The blouse was an old one which had been mended several times. Ms Polosmak said: "Her tribe had plenty of wood and wool but silk was a rare, traded item and, therefore, had to be made to last."

She must have belonged to the elite of her society to have been buried, as she was, surrounded by six horses to transport her in the after-life.

She also took with her a silver mirror and decorative snow leopards carved from wood and wrapped in gold leaf. "We would not have been so happy if we had found solid gold," Ms Polosmak said. "These were everyday things. Through them we see life as it was."

"The Lady," who was in her mid-twenties when she died, apparently of natural causes, had been partially mummified but not like an Egyptian queen, in balm and bandages.

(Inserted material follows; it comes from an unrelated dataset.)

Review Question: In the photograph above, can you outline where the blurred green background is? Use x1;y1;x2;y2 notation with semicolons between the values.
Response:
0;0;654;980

Instead, the undertakers had removed some of her organs and stuffed the body with grass and wool.

The most interesting thing was that her head was shaved and she wore a wig and a tall wooden head-dress decorated with cats and swans.

This, in addition to many strange animal tattoos, persuaded the archaeologists that she was probably a shaman, or religious leader in touch with the spirit world.

The find proves that at a time when only bears and wolves roamed where Moscow now stands, southern Siberia had a sophisticated culture. "The Lady" belonged to a steppe tribe called the Pazyryks, close relatives of the Scythians, who lived around the Black Sea.

The Pazyryks, who had European rather than Mongoloid features, were nomadic horsemen and shepherds. Probably they worshipped the Sun and Moon as well as the animals featured in their strange body-art.

Perhaps they believed, as the locals do to this day, that on the high steppes they were closer to Heaven than ordinary mortals. It is still regarded as a sacrilege to shout here, in case you disturb the spirits of the air.

The removal of "The Lady" from the remote Ukok plateau should have been an occasion almost as solemn as her burial. Six of Ms Polosmak's students carried her lovingly on a bier through the fields of wild flowers to a helicopter. But the helicopter had anengine failure and made an emergency landing on its way to Novosibirsk. "The Lady" had a bumpy ride not recommended for a woman of her age. The archaeologists tried not to dwell on the idea that those who disturbed the grave might be cursed.

What with the accident and the hot-water treatment, "The Lady" was not in good condition when she was handed to Dr Kozeltsev in Moscow. "Ideally," he said, "the archaeologists should have refrigerated her as soon as they found her and called me immediately."

After working on the body for several months, Dr Kozeltsev and his four assistants have succeeded in restoring the whiteness of the Pazyryk woman's skin and making the tattoos visible again.

In the laboratory "The Lady" is lying under a plastic sheet on a table above a bath of chemicals. She has been soaked in the bath for many weeks and is now drying off. For the time being, she is headless: her skull has been sent across town to the Gerasimov Ethnographic Institute, which produces sculpture-like reconstructions of the heads of dead people.

The skeleton shows through the skin in many places. But the clasped hands are touchingly preserved and the skin all down the left arm is intact. This is where you can see the swirls of dark-blue tattoos, starting with a kicking deer on the shoulder. A Siberian specialist is due in Moscow soon to try to interpret the meaning of the tattoos.

As soon as Dr Kozeltsev gets the skull back, he can finish his job. On a wad of cotton wool, he has saved the neck vertebrae so he can join the head to the body. Then she will be placed in a showcase of non-breakable glass and will be ready to return to the archaeologists who found her.

When "The Lady" makes her public debut in April, it will not be in Siberia or even Moscow, because there is no money from either the state or private sponsors to pay for her exhibition at home.

Instead, she will go on show, with the bust, her clothes and a collection of Pazyryk artefacts, in South Korea. After that, unless Russia's economic situation improves, she faces a future living out of a suitcase on a permanent world tour.